Jon Hyman, an employer side blogger, seems to believe the matter settled in terms favorable to the McDonald’s parent company. See his post here. Regardless, it is likely that the joint employer theory has legs and will not go away soon.

 

Stormy Daniels signed a Non-Disclosure Agreement with Michael Cohen. There is a place on the agreement for the signature of “David Dennison,” who is probably Donald Trump. Mr. Dennison/Trump never signed the agreement. The NDA includes a liquidated damages provision. “Liquidated” damages simply means damages would be hard to determine, so the parties agree in the NDA itself what the damages should be. As Harry Litman explains, this liquidated damages provision represents an effort at pre-determining the amount of damages if Stormy violates the NDA. See CNN news report. The agreement provides that if she breaches the agreement, she would be liable for $1 million per violation.

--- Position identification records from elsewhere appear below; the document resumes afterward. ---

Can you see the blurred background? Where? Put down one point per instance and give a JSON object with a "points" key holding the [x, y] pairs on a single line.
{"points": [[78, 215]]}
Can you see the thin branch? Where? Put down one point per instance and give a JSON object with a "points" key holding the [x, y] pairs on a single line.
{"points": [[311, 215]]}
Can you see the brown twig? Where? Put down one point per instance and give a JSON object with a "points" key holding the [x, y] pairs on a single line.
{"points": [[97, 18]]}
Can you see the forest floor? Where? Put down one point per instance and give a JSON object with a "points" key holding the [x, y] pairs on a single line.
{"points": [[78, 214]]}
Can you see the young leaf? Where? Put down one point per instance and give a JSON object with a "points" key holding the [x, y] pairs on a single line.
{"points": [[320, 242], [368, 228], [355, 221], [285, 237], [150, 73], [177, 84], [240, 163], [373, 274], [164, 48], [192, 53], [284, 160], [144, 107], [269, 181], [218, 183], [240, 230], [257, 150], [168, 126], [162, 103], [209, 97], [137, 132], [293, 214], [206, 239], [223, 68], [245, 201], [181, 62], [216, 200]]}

So, Michael Cohn has sued her for $20 million claiming she violated the agreement 20 times.

Yea, yea, whatever. Selecting such  high amount shows bad faith on the part of Michael Cohen and Donald Trump. In any court in the country, anyone suing for $1 million or more better have a very good explanation for that figure. That high an amount suggests it was pulled out of the air. In every discrimination case that settles, the parties sign a settlement agreement. The settlement agreement often contains a non-disclosure provision, just like the one Stormy signed. Sometimes, but not often, the parties agree to a liquidated damages amount. The amount, at least in my experience, is never over $10,000. It just looks silly and amateurish to have an amount in six figures, much less seven figures.

The liquidated damages amount is intended as a guess-estimate regarding how much the damages would be. Otherwise, it would be exceedingly difficult to put a number to how a party has been harmed because the other party blabbed about the settlement. There may be no dollar value. So, generally, I personally oppose including a dollar value. For most of us who lack any notoriety, there is no monetary value to the harm caused.

No, as Harry Litman explains, this use of a million dollars is more “Bronx bluster” than actual legal argument. In 99.9 % of the court rooms in the country, the Trump/Cohen legal team would show themselves to be bullies or amateurs with that sort of a dollar amount. Mr. Litman tells her in his piece on CNN not to worry about the liquidated damages. I would tell her the liquidated damages provision helps her much more than it helps Mr. Cohen/Dennison/Trump. And, that does not even get into the issue regarding whether the agreement is binding. It may not be binding. Mr. Cohen can sign as a lawyer, but he cannot sign as a party. Only Dennison/Trump can do that.